Dans un monde qui valorise la vitesse et la réactivité, la réflexivité s'impose comme une compétence rare — et décisive. Ce n'est pas un luxe réservé aux philosophes ou aux coachs : c'est une discipline concrète, accessible à tous, qui transforme l'expérience vécue en intelligence d'action. Voici comment la développer à quatre niveaux : individuel, collectif, organisationnel et sociétal.
Développer sa réflexivité commence par un travail sur soi. La première étape est d'accepter de ralentir. Trois pratiques concrètes pour y parvenir :
Écrire chaque jour quelques lignes sur ce que l'on a vécu, ressenti, appris crée une distance réflexive précieuse. Relire ses notes quelques semaines plus tard permet souvent de voir des schémas qui nous échappent dans l'instant.
Se confronter au regard de pairs pour analyser sa posture, ses émotions, ses biais. C'est une école d'humilité : admettre que même l'accompagnant a besoin d'être accompagné. Cette pratique libère du mythe du leader "parfait" et permet d'oser davantage sa vulnérabilité.

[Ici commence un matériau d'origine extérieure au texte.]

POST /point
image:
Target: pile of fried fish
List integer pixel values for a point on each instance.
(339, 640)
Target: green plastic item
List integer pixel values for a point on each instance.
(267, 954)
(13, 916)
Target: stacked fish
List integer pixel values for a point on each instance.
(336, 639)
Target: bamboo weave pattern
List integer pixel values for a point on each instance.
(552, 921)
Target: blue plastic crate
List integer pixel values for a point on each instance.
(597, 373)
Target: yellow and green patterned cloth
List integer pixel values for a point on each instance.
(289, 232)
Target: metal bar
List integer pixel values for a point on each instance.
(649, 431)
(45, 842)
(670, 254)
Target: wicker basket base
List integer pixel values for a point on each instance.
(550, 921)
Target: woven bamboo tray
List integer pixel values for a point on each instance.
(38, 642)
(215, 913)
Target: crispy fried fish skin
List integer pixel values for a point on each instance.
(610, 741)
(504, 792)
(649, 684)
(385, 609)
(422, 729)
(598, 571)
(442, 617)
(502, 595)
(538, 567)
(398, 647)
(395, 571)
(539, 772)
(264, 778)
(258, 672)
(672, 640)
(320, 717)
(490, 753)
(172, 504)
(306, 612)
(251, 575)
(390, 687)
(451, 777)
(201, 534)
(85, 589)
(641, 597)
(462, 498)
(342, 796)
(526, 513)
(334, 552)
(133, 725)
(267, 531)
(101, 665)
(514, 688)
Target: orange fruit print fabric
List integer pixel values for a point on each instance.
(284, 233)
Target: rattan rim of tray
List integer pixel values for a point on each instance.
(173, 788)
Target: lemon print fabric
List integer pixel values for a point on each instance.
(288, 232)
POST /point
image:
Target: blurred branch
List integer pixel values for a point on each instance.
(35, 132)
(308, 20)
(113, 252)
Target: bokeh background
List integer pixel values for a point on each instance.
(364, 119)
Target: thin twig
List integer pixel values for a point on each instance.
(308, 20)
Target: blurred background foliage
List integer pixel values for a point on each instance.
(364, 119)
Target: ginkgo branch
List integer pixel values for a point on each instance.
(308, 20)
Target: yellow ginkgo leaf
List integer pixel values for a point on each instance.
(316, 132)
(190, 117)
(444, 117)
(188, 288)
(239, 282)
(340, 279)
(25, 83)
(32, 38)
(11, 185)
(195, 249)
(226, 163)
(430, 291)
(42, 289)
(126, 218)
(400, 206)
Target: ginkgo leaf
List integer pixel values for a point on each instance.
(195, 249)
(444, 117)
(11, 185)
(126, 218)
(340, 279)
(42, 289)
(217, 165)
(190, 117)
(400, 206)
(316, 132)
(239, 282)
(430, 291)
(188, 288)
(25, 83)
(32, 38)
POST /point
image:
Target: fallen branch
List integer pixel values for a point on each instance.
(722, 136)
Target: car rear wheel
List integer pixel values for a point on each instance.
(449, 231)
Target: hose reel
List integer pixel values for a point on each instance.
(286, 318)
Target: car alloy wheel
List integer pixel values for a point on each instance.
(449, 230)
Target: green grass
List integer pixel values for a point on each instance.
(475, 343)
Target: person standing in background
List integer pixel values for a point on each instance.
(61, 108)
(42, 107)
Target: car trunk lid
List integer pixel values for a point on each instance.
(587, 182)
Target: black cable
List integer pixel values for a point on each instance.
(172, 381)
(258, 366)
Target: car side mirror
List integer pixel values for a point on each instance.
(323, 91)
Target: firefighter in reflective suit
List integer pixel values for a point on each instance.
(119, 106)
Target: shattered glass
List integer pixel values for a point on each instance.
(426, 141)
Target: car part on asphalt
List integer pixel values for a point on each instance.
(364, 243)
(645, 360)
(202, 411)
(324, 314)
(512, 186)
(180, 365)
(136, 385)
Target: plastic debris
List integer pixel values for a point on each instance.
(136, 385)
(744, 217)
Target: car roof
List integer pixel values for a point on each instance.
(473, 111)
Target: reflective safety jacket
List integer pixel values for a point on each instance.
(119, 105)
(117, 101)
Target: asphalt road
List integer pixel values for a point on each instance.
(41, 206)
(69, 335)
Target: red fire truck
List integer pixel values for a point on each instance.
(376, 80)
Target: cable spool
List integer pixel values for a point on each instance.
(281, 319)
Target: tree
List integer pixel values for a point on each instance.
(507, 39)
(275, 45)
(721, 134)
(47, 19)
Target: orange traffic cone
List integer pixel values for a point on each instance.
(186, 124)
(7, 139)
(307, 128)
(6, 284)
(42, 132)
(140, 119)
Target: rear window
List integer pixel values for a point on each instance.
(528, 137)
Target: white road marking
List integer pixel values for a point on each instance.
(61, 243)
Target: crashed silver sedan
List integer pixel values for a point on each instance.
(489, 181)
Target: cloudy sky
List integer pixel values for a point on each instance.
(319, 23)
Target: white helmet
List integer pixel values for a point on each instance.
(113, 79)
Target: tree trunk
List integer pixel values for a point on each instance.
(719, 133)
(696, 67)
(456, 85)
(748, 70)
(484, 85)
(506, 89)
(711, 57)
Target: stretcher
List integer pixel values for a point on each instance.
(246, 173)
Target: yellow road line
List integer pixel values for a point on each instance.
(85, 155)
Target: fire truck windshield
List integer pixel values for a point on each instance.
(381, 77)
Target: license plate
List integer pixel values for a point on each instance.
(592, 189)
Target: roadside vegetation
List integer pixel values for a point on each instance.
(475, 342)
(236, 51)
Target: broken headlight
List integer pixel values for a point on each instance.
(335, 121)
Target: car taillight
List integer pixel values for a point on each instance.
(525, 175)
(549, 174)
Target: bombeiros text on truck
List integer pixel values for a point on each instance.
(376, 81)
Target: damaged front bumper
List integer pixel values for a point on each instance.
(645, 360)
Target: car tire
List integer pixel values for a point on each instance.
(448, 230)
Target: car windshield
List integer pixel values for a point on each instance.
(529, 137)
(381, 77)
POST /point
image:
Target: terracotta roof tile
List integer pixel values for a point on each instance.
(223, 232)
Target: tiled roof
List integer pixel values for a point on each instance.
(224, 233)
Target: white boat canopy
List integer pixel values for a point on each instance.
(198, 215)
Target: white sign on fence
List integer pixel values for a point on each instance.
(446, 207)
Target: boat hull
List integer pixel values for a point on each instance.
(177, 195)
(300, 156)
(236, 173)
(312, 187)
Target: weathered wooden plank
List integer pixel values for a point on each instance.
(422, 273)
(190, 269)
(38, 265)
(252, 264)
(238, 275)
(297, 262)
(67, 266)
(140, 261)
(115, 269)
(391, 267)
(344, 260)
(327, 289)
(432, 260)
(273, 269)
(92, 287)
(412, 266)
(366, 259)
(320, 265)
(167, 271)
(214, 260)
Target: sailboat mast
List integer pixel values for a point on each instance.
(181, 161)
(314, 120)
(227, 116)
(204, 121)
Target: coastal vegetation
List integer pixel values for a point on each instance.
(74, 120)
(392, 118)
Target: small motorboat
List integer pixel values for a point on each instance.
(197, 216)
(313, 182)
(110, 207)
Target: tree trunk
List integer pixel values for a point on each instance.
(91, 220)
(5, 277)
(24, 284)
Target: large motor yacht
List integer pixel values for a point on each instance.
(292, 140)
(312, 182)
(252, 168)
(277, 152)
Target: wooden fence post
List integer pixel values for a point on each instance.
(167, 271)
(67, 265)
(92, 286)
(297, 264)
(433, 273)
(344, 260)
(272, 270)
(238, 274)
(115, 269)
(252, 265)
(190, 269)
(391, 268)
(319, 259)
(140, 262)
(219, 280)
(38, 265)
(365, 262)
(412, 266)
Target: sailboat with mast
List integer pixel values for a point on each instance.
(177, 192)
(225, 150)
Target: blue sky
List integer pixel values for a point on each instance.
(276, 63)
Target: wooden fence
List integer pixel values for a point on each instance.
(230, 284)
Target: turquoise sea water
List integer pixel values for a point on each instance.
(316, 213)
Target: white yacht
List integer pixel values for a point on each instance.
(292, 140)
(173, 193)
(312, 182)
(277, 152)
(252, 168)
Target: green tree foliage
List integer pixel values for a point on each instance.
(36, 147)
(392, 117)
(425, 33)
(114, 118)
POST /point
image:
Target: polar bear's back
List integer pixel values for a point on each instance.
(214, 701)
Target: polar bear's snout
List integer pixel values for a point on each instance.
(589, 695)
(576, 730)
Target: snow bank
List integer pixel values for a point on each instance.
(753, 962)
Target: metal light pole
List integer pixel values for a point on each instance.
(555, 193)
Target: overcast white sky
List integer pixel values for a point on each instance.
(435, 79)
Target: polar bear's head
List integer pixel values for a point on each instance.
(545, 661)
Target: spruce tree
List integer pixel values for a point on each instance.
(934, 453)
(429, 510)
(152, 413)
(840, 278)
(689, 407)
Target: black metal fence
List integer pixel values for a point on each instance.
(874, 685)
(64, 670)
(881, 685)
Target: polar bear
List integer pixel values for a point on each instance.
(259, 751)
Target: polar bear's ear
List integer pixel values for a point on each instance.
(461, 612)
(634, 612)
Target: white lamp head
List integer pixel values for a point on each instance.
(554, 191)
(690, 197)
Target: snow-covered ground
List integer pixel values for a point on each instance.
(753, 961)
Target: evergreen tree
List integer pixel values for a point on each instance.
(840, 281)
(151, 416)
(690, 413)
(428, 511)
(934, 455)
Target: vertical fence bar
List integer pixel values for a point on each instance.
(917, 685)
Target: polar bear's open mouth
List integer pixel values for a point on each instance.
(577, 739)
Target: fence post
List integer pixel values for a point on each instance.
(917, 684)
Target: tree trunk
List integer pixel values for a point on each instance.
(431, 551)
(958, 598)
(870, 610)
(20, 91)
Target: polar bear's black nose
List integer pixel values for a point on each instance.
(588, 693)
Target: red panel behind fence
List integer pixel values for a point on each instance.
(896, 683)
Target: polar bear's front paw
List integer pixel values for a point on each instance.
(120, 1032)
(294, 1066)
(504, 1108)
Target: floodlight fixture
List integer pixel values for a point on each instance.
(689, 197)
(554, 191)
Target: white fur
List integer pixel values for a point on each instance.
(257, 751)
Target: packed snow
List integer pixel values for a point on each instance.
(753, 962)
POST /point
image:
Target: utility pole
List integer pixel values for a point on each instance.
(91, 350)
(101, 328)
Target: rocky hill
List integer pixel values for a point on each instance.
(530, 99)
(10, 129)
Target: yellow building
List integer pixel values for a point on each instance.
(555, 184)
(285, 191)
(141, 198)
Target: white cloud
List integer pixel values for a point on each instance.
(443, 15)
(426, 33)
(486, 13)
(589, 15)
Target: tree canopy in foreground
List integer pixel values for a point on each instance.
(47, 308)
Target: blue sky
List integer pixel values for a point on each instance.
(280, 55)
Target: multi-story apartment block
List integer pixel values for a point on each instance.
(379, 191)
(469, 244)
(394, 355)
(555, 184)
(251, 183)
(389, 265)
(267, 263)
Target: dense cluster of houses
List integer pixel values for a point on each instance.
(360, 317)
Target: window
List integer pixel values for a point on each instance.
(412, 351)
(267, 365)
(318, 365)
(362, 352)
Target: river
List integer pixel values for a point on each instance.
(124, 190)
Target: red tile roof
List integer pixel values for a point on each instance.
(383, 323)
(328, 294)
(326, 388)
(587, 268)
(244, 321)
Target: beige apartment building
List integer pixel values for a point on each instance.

Une marche, une conversation avec un mentor, un silence assumé. Ce qui compte, c'est de créer un espace pour se demander : "Qu'est-ce que je vis ? Qu'est-ce que cela dit de moi ?"
Au niveau individuel, la réflexivité est une discipline. Elle exige de la régularité, de la sincérité, et parfois du courage pour affronter ce que l'on préfère ignorer. Mais elle est profondément libératrice.
La réflexivité se démultiplie lorsqu'elle est vécue en groupe. Dans les collectifs, elle devient un miroir partagé, une ressource où chacun s'enrichit de la diversité des autres.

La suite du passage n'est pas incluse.